By definition, \(P(+|\neg D) = 1 - P(-|\neg D)\).
The likelihood ratio: \(LR_+ = \frac{\text{sensitivity}}{1 - \text{specificity}} = \frac{P(+ | D)}{P(+ | \neg D)}\)
diagnostic likelihood ratio positive test: \(DLR_+ = \frac{P(+|D)}{P(+|\neg D)}\) (generally large)
diagnostic likelihood ratio negative test: \(DLR_- = \frac{P(-|D)}{P(-|\neg D)}\) (generally small)
post-test odds given positive: \(\frac{P(D|+)}{P(\neg D|+)} = \frac{P(+|D) P(D)}{P(+|\neg D) P(\neg D)}\)
post-test odds given negative: \(\frac{P(D|-)}{P(\neg D|-)} = \frac{P(-|D) P(D)}{P(-|\neg D) P(\neg D)}\)
A measure of central tendency. The sum over outcomes weighted by each of their probabilities.
For discrete \(X\) with \(PMF\) \(p(x)\), the expected value is the sum:
\[ E(X) = \sum_i {x_i p(x_i)}. \]
If each outcome has the same probability, this is the mean. For \(n\) values \(x_i\) where \(p(x) = 1/n\),
\[ \mu = E(X) = \frac{1}{n} \sum_i {x_i}. \]

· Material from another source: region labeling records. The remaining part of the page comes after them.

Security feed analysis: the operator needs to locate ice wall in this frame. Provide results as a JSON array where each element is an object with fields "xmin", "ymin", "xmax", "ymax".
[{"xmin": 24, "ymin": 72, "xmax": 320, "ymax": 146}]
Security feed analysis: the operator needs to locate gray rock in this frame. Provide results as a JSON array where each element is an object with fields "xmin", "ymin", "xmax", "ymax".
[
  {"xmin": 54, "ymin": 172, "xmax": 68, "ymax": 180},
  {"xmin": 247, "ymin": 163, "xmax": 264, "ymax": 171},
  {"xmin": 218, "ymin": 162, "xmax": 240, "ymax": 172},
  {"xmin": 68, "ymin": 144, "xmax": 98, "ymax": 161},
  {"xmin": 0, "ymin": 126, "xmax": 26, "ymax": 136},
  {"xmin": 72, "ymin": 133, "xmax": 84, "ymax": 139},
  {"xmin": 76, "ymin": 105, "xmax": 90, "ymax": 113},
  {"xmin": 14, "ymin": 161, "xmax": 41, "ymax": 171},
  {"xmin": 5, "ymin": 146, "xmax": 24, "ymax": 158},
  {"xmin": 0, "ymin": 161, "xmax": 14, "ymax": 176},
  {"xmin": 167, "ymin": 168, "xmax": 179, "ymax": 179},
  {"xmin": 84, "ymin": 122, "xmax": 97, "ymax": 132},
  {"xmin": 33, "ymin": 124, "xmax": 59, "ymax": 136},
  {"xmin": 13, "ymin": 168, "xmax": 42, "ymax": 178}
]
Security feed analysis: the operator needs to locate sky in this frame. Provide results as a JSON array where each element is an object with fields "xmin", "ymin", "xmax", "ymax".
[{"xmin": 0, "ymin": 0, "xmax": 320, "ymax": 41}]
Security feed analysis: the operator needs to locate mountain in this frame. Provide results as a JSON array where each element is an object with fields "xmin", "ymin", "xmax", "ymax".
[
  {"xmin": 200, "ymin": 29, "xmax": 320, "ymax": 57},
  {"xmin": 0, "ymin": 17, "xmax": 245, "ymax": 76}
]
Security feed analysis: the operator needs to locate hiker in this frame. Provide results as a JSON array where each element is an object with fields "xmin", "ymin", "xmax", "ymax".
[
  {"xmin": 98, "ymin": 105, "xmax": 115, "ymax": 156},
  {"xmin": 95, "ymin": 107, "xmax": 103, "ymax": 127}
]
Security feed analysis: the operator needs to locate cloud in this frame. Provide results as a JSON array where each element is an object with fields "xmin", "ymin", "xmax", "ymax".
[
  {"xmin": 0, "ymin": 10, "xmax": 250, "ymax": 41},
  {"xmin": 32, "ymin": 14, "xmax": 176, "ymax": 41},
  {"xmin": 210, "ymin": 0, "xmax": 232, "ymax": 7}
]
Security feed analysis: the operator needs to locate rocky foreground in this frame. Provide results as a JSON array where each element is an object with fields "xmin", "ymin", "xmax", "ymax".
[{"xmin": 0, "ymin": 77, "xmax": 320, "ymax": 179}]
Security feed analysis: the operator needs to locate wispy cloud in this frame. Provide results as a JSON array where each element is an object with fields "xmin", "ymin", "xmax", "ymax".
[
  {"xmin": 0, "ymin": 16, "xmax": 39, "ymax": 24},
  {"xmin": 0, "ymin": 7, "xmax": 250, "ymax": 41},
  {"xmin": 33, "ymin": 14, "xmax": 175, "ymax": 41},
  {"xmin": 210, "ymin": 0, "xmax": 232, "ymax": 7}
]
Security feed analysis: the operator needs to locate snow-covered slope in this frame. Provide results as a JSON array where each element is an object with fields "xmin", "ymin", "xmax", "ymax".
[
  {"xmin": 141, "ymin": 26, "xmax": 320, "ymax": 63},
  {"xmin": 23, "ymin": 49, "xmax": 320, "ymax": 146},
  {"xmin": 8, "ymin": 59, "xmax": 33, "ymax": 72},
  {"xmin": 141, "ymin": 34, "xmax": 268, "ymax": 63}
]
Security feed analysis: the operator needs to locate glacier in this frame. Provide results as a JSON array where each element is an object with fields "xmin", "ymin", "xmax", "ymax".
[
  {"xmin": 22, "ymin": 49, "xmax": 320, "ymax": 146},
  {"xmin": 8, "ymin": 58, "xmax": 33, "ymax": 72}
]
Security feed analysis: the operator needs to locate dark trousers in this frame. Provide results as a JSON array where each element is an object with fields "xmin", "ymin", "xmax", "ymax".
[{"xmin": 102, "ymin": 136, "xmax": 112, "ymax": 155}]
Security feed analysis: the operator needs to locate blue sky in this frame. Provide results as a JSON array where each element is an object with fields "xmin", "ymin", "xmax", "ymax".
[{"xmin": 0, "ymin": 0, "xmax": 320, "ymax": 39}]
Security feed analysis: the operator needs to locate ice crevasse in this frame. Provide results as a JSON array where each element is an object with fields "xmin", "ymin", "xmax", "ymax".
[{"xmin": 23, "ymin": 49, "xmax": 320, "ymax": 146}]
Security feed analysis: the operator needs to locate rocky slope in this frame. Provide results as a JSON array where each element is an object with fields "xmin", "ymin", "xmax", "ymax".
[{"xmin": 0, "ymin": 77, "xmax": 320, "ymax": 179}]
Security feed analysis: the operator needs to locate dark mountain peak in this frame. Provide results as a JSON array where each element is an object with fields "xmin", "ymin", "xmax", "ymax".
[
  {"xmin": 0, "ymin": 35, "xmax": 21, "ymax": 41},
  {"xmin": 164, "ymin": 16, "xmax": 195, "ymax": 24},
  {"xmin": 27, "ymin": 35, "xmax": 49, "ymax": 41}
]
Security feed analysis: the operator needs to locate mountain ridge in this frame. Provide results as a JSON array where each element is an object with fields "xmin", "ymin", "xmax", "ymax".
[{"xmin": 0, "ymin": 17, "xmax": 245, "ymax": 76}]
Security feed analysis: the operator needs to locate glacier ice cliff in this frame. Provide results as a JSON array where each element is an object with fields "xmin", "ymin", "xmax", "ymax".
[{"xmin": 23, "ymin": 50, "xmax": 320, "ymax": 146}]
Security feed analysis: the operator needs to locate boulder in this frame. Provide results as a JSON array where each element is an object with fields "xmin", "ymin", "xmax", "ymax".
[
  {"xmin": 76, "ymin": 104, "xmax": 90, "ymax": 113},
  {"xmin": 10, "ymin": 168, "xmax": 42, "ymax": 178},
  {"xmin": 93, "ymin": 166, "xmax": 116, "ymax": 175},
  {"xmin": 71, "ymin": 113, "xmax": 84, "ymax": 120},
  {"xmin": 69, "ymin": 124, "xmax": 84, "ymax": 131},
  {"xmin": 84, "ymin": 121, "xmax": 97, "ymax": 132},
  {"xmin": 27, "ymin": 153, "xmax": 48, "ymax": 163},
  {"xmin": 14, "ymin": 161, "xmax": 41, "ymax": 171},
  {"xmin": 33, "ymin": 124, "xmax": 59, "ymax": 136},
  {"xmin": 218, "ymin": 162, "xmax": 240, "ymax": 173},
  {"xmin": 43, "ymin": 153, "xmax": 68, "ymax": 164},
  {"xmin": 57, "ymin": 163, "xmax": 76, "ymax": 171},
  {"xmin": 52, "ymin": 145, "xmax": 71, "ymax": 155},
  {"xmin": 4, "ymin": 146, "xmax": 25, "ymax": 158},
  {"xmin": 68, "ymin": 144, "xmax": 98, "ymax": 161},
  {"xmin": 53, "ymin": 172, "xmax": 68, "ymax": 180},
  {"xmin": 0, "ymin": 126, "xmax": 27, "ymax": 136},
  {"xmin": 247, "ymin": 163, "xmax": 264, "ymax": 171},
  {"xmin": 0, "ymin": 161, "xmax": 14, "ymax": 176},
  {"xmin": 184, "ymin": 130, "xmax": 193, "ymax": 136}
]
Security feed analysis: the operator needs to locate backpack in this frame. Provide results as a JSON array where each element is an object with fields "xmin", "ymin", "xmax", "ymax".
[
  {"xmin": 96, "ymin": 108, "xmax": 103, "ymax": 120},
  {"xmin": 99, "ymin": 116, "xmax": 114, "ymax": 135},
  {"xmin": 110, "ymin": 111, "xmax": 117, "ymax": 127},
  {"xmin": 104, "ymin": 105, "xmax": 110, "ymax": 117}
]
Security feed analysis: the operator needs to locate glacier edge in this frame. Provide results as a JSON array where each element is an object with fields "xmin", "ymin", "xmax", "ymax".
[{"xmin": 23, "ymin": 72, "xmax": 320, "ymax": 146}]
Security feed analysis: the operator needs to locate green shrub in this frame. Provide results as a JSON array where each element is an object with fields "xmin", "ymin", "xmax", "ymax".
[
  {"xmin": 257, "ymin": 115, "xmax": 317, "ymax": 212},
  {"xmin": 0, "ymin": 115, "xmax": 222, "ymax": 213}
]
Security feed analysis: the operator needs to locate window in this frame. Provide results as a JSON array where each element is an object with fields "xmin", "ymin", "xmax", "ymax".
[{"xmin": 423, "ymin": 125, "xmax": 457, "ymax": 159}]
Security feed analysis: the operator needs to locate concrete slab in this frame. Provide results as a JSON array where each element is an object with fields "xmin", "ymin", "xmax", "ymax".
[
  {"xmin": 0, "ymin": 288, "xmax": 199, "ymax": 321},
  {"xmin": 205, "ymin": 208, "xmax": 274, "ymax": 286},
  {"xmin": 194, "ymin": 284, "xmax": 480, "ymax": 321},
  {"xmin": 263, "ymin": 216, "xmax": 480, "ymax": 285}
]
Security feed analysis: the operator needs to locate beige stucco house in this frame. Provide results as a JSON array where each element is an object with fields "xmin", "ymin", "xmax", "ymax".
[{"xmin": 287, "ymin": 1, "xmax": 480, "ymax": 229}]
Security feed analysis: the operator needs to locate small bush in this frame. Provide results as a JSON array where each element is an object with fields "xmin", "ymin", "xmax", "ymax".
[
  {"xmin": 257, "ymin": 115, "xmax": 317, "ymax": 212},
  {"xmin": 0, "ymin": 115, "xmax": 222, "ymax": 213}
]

It is linear, so that with constants \(a, b, c\):
\[ \begin{align} E(aX) &= a E(X), \\ E(X + Y) &= E(X) + E(Y), \\ E(bX + cY) &= bE(X) + cE(Y). \end{align} \]
For continuous \(X\) with \(PDF\) \(f(t)\), the expected value is the integral:
\[ E(X) = \int_t {t f(t)}. \]
A measure of spread. The expected value of the squared differences from the mean.
\[ \begin{align} \text{Var}(X) &= E((X - \mu)^2) \\ &= E(X^2) - E(2 \mu X) + E(\mu^2) \\ &= E(X^2) - 2 \mu E(X) + E(\mu^2) \\ \end{align} \]
and since \(\mu = E(X)\) and \(E(\mu^2) = E(E(X)^2) = E(X)^2\),
\[ \begin{align} &= E(X^2) - 2E(X)^2 + E(X)^2 \\ &= E(X^2) - E(X)^2 \\ &= \frac{1}{n} \sum_i {x_i^2} - \left ( \frac{1}{n} \sum_i {x_i} \right )^2 \\ &= \frac{1}{n} \left ( \sum_i {x_i^2} - \frac{1}{n} \left ( \sum_i {x_i} \right )^2 \right ) \end{align} \]
Interpretation
From Chebyshev’s inequality, the probability of a random variable being more than k standard deviations from its mean is:
\[ P(|X - \mu| \geq k \sigma) \leq \frac{1}{k^2}, \]
or, for the first few deviations,
\[ \begin{align} P(|X - \mu| \geq 1 \sigma) & \leq 1 \\ P(|X - \mu| \geq 2 \sigma) & \leq 0.25 \\ P(|X - \mu| \geq 3 \sigma) & \leq 0.1111111. \end{align} \]
This is more general that the 68-95-99.7 rule of the normal distribution, as it applies to any distribution that has a defined mean and variance.